Most of the patients with melanoma who are eligible for melanoma clinical trials are already treated. It could take an interventional approach, such as a systematic screening followed by a biopsy of the suspicious neoplasm, to see if a diagnosis of early-stage melanoma could be made. However, due to a lack of relevant randomized trials evaluating such an approach, the evidence-based response to this type of clinical trial remains questionable. Although some trials have supported such an approach, the presence of bias (bioethics issues) and confounding (e.g., the presence of an initial misdiagnosis that allowed patients to skip the screening phase) make an outcome of these trials inconclusive.

Unverified Answer

Does melanoma run in families?

Add answer

Although our analyses should not be considered definitive because of the small number of families studied, our results are in agreement with reports from the medical literature suggesting that familial melanoma is rare, although a large proportion of families with familial melanoma also have other types of cancers.

Unverified Answer

What are the chances of developing melanoma?

Add answer

Given all the evidence, it might be argued that there are very few circumstances in which one might expect to be diagnosed with melanoma.
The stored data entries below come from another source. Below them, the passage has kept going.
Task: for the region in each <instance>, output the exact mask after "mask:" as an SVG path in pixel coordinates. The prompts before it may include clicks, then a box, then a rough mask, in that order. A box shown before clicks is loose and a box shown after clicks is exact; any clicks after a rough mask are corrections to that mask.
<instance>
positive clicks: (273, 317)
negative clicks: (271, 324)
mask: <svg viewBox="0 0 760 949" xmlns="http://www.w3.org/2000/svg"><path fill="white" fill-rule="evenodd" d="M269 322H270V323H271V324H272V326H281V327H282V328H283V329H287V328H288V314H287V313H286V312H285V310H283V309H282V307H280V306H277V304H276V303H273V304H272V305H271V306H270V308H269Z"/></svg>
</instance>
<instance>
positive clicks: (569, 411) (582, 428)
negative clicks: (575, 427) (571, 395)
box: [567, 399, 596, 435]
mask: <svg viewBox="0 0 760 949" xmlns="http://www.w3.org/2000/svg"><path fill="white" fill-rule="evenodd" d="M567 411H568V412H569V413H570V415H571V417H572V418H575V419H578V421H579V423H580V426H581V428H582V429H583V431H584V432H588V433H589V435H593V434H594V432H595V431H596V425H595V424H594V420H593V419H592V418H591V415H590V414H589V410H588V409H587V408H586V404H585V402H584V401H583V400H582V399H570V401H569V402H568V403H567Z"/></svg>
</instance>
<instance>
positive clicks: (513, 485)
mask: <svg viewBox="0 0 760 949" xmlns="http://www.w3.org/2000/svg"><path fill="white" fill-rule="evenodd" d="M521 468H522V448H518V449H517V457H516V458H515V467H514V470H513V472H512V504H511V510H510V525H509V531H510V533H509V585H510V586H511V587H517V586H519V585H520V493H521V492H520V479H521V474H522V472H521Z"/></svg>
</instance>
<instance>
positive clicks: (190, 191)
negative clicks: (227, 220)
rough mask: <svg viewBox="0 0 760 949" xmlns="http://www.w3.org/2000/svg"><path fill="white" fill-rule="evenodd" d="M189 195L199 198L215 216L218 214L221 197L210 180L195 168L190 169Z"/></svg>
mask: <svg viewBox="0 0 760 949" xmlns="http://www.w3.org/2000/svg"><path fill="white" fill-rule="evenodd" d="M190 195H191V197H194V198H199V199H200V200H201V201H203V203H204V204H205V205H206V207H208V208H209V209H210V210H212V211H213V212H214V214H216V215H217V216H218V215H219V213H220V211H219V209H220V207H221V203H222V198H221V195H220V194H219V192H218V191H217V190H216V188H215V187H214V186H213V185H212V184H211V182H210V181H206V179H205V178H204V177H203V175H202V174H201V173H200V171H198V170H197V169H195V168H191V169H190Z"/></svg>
Thus, if this diagnosis is suggested, the initial thought should be directed to the possibility that the cancer may be under-diagnosed or mis-diagnosed at the local level and that the most likely explanation for the disease is that it has developed from the pre-existing benign melanocytic lesion. For example, a non-neoplastic melanocytic lesion with a dark-coloured, irregular border, atypical cells and mitoses could be mis-diagnosed as a lentigo, an intra-epithelial neoplasm or a dermatofibroma.

Unverified Answer
See if you qualify for this trial
Get access to this novel treatment for Melanoma by sharing your contact details with the study coordinator.